All these considerations are greatly strengthened by the fact that the applicant in this case pleaded guilty. He did so quite freely and willingly, and having been advised by solicitor and counsel of his own choosing. By doing so, he acknowledged that he was guilty of possession of explosives and a firearm as alleged against him. The seriousness of these charges needs no additional emphasis. To state the obvious, but sometimes the obvious requires to be stated, a plea of guilty is “a plea by the accused that he committed the offence”. See Murdochs Dictionary of Irish Law 5th Edition, Tottel Publishing 2009.

To this, applicant rejoins that he entered the plea of guilty in the belief that s.29 had been validly enacted and was good and operative law. He was entitled to that view, he says, because there is a presumption of constitutionality, and because the constitutionality of the measure had, at the time of his plea, been upheld by the High Court.

In my view, these considerations in no way deprive the fact that he pleaded guilty of the force I have attributed to it above. Section 29 related only to the mode of search which revealed the evidence of his guilt. When that guilt was admitted, it relieved the prosecution of the necessity to produce that evidence.

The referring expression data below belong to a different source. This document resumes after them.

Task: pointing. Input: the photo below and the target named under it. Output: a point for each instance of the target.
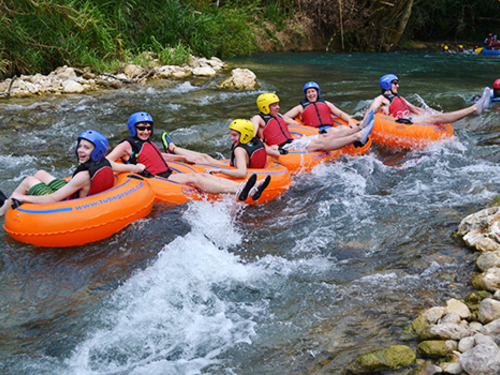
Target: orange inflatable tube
(418, 135)
(173, 193)
(80, 221)
(304, 161)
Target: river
(336, 267)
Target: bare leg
(198, 157)
(327, 142)
(206, 182)
(449, 117)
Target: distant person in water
(495, 92)
(272, 128)
(93, 176)
(392, 104)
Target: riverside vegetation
(37, 36)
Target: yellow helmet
(245, 128)
(265, 100)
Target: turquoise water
(335, 268)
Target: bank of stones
(73, 80)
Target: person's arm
(241, 159)
(273, 151)
(259, 124)
(341, 114)
(292, 114)
(173, 157)
(412, 107)
(80, 181)
(134, 168)
(122, 151)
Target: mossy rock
(389, 358)
(437, 348)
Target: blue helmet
(139, 117)
(311, 85)
(98, 140)
(385, 81)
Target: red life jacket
(316, 114)
(101, 177)
(276, 130)
(256, 153)
(147, 153)
(398, 107)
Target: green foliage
(39, 35)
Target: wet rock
(390, 358)
(448, 331)
(458, 307)
(492, 329)
(481, 230)
(132, 70)
(467, 343)
(454, 368)
(205, 71)
(489, 310)
(481, 360)
(71, 86)
(241, 79)
(481, 339)
(451, 317)
(489, 280)
(488, 260)
(437, 348)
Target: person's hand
(189, 159)
(18, 197)
(212, 170)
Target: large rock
(489, 280)
(72, 86)
(482, 230)
(428, 318)
(206, 71)
(390, 358)
(489, 310)
(437, 348)
(481, 360)
(448, 331)
(132, 70)
(241, 79)
(488, 260)
(458, 307)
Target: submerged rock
(241, 79)
(481, 230)
(389, 358)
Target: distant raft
(417, 135)
(83, 220)
(172, 193)
(304, 161)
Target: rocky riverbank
(462, 337)
(73, 80)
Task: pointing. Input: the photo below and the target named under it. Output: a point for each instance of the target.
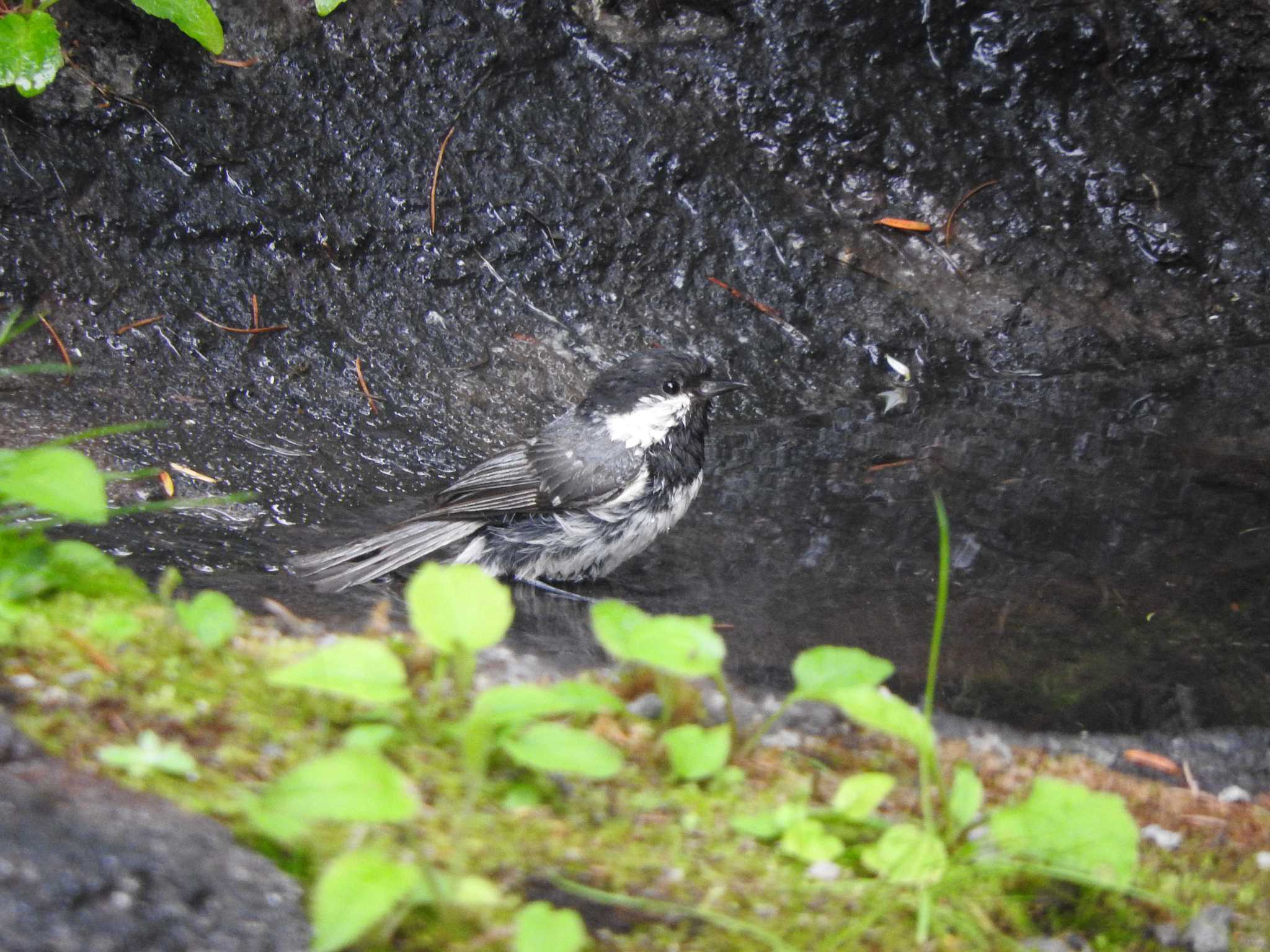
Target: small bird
(595, 488)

Mr. Damache, the successful plaintiff in the constitutional challenge to s.29, elected to challenge the Section. This applicant did not do so. There may be many reasons for this consistent with the applicant having been confidently advised. For example, the view may have been taken that the point, even if a good one, would avail the applicant only in relation to the search of his dwellinghouse, where a firearm was discovered, and not in relation to the search of the premises which were not his dwellinghouse, where the explosives which attracted the longer sentence were found. In that event, the applicant would certainly have received a longer sentence on conviction than that which he in fact received on a plea of guilty. In this respect, the case is indistinguishable from that of Burns v. Judge Early [2003] 2 ILRM 321. In that case, the plaintiff, who had pleaded guilty, sought to invalidate his trial on the grounds of an unconstitutionality discovered in a later case. It was held that the acquiescence constituted by his plea debarred him from relief.

Conclusion.
Justice does not require that the time for appeal be extended in order to permit the appellant to appeal to convictions for offences of which he confesses himself guilty. The considerations set out in the cases cited, and in particular the well known passage set out from the judgment of Henchy J. in Murphy v. Attorney General, provide ample basis for declining to reopen this case by extending the time for appeal, or otherwise.